We charge a flat fee at my service plus mileage. We have an easily accessable list of our billing rates and will discuss those charges with patients upon request. I also must be ready to explain why those numbers are crazy high and must account for the costs associated with running an EMS, but must also include the caveat that EMS treatment and transport generally reduces the overall cost of hospital courses enough to justify the expense as evidenced by OPALS. IIRC, our billing charges are apprimately $1100 for BLS, $1250 for ALS1, $1350 for both ALS2 and CPA treat/no trans, and $450 for diabetic treat/no trans plus $23/mile. Our charges are the lowest in our area but not far off.

At the end of the day, we are operating a business and our job depends on revenue. This sucks, but thems the bricks.

Edited by WestMetroMedic
Posted

True this could go a lot of different directions. I agree.

Posted

BLS, ALS1 and ALS2 are not the crew certification, but rather the medicare billing code. We run strictly dual medic als units but we bill based on the actual level of service we provide. ALS2 is an invasive airway treatment, 3 iv med doses or electrical intervention.
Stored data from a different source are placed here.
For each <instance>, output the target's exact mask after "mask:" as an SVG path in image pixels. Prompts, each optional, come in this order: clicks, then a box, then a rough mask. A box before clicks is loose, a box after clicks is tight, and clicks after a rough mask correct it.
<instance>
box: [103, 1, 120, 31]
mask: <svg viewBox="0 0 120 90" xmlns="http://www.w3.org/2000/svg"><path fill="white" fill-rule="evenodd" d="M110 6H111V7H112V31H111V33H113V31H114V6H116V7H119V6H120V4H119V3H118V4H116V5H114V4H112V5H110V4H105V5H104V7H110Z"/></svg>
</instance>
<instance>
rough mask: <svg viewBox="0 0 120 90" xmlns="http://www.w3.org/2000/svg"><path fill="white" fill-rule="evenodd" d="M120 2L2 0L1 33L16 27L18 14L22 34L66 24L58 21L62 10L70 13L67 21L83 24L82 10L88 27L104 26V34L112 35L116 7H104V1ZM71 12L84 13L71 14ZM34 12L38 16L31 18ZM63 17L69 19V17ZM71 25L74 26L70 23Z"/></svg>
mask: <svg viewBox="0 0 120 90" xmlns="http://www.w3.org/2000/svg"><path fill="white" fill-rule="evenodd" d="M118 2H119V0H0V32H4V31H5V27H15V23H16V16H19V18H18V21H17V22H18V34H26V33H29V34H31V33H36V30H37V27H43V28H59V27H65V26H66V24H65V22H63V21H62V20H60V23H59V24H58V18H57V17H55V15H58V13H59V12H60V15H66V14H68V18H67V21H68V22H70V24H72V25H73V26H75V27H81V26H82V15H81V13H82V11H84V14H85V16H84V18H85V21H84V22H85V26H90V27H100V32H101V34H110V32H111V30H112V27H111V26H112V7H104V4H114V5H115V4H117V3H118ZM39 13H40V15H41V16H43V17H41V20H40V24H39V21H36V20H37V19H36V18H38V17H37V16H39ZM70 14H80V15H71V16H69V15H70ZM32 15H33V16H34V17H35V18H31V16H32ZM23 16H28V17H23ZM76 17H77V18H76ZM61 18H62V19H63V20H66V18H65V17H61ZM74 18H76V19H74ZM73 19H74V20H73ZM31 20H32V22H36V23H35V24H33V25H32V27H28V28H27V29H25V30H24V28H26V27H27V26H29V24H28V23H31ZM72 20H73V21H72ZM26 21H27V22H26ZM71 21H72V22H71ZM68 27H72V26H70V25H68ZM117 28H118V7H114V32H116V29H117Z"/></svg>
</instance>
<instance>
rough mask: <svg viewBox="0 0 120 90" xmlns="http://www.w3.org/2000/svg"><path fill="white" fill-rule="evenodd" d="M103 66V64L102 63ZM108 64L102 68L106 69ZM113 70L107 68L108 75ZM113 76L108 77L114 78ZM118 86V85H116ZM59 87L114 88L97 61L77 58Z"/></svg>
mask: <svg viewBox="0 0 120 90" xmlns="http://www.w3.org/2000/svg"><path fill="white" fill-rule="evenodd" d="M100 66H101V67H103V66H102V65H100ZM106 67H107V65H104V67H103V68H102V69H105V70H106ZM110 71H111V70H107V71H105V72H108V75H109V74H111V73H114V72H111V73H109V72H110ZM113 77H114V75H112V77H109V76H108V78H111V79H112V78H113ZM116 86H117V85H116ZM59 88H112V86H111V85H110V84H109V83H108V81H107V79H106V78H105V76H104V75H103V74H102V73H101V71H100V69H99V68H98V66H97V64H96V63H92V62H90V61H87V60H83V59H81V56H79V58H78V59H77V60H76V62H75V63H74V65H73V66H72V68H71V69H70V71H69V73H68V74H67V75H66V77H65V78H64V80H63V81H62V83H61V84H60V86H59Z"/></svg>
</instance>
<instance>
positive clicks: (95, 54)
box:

BLS is an ambulance ride.

Posted

The charge here is not based upon practice level of the crew

KIwi,

The ALS/BLS is based on the level of the call and evaluation provided, not who who did the call, though if the call is ALS, but you only have a BLS provider, you cant charge above your level. This has been exploited in the past. I k ow of several services that tried to mandate a paramedic in the back on every call to try to bill for an ALS-I billing..... it worked for a while but in the end they got hit...HARD....with penalties. I think one private service CEO was faced with fraud charges. Ironically it was their own employees who turned this in.

There is a somewhat controversial exception to all of this too: Apparently in 911 systems with formal validated EMD systems, if a call comes across as an ALS type response, you can bill at the ALS base even though it may end up as a BLS B.S. call when you get there, the idea is that the complaint warranted an ALS evaluation. I am not sure if this "rule" is still in place, but it was two years ago when we looked at it in my agency. I also know that there were several agencies that took advantage of this too and also got slammed.

Thats the problem with our insurance driven reimbursement model...its 99% based on transport to the most expensive place in health care (The ER), does not allow for alternative destinations, and is so complex that even common sense solutions become mucked up. I am not sure if "performance based" reimbursement would be better than our current "Transport /procedure" based reimbursement, but its pretty stupid as it currently is.

Posted

Are the billable' s tied to what the dispatch was for the call ::: or What the EMS providers determine to be wrong & how to treat?

We just had a memo from our dispatch center telling us they were going to start with the apco coding of calls per their EMD software.

That would be fine if they got ALL the info needed to make a determination, & they had eyes on the pt to know if what they are being told is what the pt is actually having as a problem.

Their new system will tell us how to respond :bonk: Just what I need is a dispatcher in a bunker 65 miles away telling us how to respond. They have a hard enough time figuring out which island we are responding to.